The far-infrared spectrometer SAFARI is one of the three scientific instruments on the SPICA mission, a joint European-Japanese project, which was recently selected as one of the three mission candidates for further study in ESA’s M5 call. SPICA employs a 2.5m large telescope deeply cooled to below 8K, improving sensitivities by more than two orders of magnitude with respect to Herschel and Spitzer, filling in the spectral gap between JWST, ELT and ALMA. SAFARI will provide unprecedented spectroscopic observing capabilities in the far-infrared targeting the physical processes governing the formation and evolution of galaxies over cosmic time, and of planetary systems.

SAFARI will provide limiting line sensitivities of order of a few times 10–20 W/m2 (5σ-10hr) instantaneously covering the 34-230 µm wavelength range. The extremely high sensitivity of the instrument is realized by utilization of TES detector arrays distributed over four grating modules, offering a native spectral resolving power of 300. The high-resolution spectroscopy mode of the instrument is carefully designed around a post-dispersed Martin-Puplett polarizing interferometer yielding R up to 11000 at the short wavelength limit. The cryogenic translation mechanism in the heart of the FTS spectrometer layout, presents challenging development goals within the context of SAFARI, and is provided by a Canadian consortium sponsored by the CSA.
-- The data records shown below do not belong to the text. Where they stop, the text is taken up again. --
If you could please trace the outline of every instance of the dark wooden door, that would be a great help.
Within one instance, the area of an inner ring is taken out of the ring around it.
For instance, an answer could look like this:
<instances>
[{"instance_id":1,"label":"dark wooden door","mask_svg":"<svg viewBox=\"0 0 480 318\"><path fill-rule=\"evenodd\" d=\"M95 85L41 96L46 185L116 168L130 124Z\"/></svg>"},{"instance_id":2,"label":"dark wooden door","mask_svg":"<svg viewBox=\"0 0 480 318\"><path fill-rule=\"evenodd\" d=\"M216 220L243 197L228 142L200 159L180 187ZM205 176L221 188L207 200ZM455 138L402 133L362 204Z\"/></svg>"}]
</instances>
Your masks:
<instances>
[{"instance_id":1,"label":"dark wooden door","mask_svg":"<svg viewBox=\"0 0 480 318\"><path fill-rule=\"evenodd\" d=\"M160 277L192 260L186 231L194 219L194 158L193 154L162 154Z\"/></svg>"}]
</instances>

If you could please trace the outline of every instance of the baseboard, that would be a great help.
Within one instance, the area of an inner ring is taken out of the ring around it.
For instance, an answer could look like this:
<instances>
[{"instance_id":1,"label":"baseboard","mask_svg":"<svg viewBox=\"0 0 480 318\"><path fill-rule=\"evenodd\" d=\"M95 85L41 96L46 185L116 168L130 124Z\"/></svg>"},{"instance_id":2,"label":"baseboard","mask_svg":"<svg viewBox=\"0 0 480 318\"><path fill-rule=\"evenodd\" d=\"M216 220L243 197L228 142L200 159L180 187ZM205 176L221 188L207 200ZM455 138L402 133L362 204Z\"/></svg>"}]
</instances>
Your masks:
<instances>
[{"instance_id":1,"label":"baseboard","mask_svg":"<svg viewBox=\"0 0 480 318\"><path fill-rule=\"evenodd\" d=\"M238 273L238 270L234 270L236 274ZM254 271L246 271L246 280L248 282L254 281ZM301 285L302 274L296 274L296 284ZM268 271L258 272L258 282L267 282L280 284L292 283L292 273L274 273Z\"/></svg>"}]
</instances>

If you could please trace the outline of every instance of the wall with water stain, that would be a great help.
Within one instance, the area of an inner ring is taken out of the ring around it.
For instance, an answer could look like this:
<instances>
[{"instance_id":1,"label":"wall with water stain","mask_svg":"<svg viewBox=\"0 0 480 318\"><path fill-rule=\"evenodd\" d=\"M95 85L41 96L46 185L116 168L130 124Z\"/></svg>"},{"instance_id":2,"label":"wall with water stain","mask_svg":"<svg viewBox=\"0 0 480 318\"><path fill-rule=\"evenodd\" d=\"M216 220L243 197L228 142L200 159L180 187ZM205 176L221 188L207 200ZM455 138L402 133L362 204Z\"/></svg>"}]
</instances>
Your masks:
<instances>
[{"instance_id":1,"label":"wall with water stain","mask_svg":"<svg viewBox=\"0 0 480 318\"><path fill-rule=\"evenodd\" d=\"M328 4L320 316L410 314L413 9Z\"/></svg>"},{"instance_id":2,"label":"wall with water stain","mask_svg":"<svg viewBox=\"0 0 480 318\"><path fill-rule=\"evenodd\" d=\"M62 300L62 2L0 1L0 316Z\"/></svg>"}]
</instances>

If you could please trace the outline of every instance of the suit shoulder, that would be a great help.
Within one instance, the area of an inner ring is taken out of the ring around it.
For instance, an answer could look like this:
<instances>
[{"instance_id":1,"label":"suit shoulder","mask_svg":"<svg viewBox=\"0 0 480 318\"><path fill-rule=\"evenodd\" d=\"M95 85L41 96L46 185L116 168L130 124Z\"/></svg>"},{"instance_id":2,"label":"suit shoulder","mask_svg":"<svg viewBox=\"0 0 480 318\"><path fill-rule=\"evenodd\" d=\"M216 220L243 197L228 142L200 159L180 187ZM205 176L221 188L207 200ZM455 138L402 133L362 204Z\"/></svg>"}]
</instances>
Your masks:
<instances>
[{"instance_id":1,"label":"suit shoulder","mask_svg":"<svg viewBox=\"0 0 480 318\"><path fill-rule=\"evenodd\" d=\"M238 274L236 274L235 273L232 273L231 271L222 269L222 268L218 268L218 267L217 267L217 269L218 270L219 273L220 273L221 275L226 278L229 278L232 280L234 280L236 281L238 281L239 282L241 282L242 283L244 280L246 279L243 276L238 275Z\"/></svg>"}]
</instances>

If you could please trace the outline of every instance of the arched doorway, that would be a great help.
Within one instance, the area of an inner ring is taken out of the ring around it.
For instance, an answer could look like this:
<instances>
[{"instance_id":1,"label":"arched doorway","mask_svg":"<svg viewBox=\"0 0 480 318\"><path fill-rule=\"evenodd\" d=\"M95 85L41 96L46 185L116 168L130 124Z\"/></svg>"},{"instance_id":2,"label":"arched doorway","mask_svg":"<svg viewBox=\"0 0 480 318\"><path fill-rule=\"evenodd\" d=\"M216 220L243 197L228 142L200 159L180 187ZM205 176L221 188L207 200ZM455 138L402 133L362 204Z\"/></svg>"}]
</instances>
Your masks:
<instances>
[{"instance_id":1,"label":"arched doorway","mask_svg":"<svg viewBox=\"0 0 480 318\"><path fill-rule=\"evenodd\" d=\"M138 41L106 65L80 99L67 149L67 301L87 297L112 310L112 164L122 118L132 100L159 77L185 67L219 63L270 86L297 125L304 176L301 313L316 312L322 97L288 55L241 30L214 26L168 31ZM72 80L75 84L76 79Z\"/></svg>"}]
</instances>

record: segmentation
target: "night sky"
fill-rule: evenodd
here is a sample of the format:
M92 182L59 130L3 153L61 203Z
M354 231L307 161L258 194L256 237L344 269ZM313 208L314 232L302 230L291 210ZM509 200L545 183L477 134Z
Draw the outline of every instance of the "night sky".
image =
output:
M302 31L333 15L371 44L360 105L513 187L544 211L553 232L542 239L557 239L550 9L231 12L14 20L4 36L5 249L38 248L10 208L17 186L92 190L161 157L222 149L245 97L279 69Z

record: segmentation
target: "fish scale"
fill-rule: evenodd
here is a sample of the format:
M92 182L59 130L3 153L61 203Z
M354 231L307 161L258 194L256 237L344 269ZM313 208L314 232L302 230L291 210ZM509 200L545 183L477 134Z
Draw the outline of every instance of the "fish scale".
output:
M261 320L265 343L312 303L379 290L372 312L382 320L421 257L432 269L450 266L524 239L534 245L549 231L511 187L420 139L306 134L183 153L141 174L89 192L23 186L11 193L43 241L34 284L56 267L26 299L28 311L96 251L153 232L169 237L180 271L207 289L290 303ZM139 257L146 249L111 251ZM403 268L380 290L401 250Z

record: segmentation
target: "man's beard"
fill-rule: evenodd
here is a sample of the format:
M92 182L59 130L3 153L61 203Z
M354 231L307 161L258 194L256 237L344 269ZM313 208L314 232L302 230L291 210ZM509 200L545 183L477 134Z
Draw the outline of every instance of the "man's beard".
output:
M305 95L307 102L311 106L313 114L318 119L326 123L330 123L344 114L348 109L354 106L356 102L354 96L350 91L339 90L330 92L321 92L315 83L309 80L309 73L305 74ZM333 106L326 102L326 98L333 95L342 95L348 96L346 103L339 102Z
In this paper we provide a comprehensive overview of the instrument architecture and key technologies currently baselined for the subsystems, units and components of SAFARI. We will present the rationale of the FTS architecture employing a MP interferometer as the best way to meet the high-resolution spectroscopic and sensitivity requirements of SAFARI, and we will discuss the different spectroscopic modes in which the instrument can be configured. We conclude the paper by discussing the projected instrument performance and spectroscopic characteristics in view of the scientific goals.